Unicode is different, in that it has a single unique code for every character. The lowest 200 or so are the same as ISO-8859-15, so a UTF-8 font will render text files made in a ascii character set with at least the basic characters correct.

As for UTF-8/UTF-16/UCS2/etc: A unicode codepoint is a 32-bit number - which takes four bytes to store. You don’t really need all four bytes for all text, though: UTF-8 will use a single byte if the glyph is in the 200-ish lowest, otherwise it stores an “escape” number (from the just-below-256 set) that indicates that the next few bytes all encode a single codepoint.

That’s efficient if the text in question is latinic with a smattering of other characters. However, imagine Chinese, where each character needs two bytes: Using three bytes per character (prefixing each character with a byte that says “the next two bytes go together”) is a waste. For a language like that, it’s better to use two bytes per character by default - so UTF-16 does exactly that. It still has escapes for writing characters that need three or four bytes (there are a bunch of those - dead writing systems, all sorts of symbols, unusual or historical chinese/japanese/korean signs).

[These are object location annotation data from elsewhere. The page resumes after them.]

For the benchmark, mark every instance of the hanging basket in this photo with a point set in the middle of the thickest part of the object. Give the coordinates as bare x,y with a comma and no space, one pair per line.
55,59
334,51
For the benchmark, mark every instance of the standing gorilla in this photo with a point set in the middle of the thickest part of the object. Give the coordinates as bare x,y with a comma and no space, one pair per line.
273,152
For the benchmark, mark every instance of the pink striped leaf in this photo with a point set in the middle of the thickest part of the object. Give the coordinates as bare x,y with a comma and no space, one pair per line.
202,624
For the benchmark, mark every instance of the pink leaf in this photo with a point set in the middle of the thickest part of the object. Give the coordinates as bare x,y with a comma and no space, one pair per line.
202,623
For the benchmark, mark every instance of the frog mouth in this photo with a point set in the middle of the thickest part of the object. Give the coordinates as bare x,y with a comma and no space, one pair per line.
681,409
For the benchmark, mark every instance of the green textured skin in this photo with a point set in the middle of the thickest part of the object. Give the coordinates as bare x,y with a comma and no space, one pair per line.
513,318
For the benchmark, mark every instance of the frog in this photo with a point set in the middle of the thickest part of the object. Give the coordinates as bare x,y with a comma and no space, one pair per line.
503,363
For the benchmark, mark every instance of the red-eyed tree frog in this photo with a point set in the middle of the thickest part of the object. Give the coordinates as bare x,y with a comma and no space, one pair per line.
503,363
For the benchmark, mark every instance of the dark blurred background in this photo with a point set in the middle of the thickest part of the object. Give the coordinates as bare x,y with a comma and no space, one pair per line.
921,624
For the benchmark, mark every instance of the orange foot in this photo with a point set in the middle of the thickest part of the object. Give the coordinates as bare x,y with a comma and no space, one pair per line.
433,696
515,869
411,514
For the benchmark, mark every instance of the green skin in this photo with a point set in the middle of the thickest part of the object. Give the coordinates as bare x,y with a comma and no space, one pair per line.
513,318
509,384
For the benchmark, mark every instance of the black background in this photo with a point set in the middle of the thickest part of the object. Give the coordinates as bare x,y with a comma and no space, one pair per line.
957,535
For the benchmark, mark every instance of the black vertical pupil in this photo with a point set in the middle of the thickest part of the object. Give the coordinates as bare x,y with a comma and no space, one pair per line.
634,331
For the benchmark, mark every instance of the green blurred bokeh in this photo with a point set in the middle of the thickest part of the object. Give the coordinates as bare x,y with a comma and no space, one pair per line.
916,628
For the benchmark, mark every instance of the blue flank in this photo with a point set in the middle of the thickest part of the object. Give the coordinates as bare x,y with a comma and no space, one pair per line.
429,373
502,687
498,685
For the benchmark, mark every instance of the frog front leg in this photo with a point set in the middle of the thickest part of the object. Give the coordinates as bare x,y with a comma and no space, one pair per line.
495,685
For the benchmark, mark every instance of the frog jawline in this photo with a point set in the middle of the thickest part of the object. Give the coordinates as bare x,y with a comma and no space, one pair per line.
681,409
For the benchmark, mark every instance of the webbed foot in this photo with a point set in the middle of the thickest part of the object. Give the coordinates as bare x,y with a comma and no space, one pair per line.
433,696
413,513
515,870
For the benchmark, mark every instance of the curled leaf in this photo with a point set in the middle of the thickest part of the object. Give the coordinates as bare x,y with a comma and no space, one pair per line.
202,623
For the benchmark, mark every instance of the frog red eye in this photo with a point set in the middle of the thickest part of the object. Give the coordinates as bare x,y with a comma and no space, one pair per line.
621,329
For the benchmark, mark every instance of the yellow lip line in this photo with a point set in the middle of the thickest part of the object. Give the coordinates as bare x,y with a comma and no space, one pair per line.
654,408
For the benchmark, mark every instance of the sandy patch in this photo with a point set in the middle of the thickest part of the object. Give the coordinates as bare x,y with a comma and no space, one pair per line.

The downside to UTF-8 and -16 is that a given amount of bytes can contain a varying amount of characters, so you have to parse text before you can work with it - you can’t even know if it’s safe to cut and paste at a given byte position without parsing back a few bytes, and you have to be very pessimistic when allocating memory for a given amount of characters. The compromise solution is UCS2, which is like UTF-16 in using two bytes per character, but does not support escapes: If you want to use a three or four-byte character, that’s just too bad. UCS2 is easy to work with - 100 characters take 200 bytes, and the lower 64k of unicode contains enough characters to write decent text in most (or all?) modern languages. It’s popular as a low-level replacement for ASCII, so you’ll find it in everything from windows internals to EFI bootcode.

(Technically speaking, UCS-2 has been deprecated since 1996, but valid UCS-2 is valid UTF-16, and valid UTF-16 that doesn’t use 3- or 4-byte codepoints is valid UCS-2. That and the amount of code that expects UCS-2 means it’ll be around for a while.)

There are also formats that use 4 bytes per character as standard; convenient enough if you’re actually going to wring every possible use out of unicode.

4 Likes

And of course the unicode convention is that it does NOT encode “glypfs” but characters. Different typefaces can represent the same letters with different characters. eg. 7 sometimes has a line through the middle, sometimes a lower case “a” has a line at that top and sometimes it does not. OTOH, sometimes the same glypfs can represent different characters. eg old typewriters usually didn’t have a character for the number one, the lower case “L” was used instead.
So presentation forms are not part of the unicode scheme. The idea was that those would be implemented by the software rather than within the character encoding.

1 Like

Thanks for asking that question. You triggered several informative answers.

2 Likes

Another illustration of the glypf vs letter divide and how that is related to fonts is blackletter (aka gothic lettering) Now a set of blackletter characters IS included in unicode, but it is in the section for mathematical symbols, because blackletter style letters ares used as a distinct set of symbols in some mathematical equations. You are supposed to encode blackletter text within the normal Latin character range and use a a blackletter font.

This topic was automatically closed after 5 days. New replies are no longer allowed.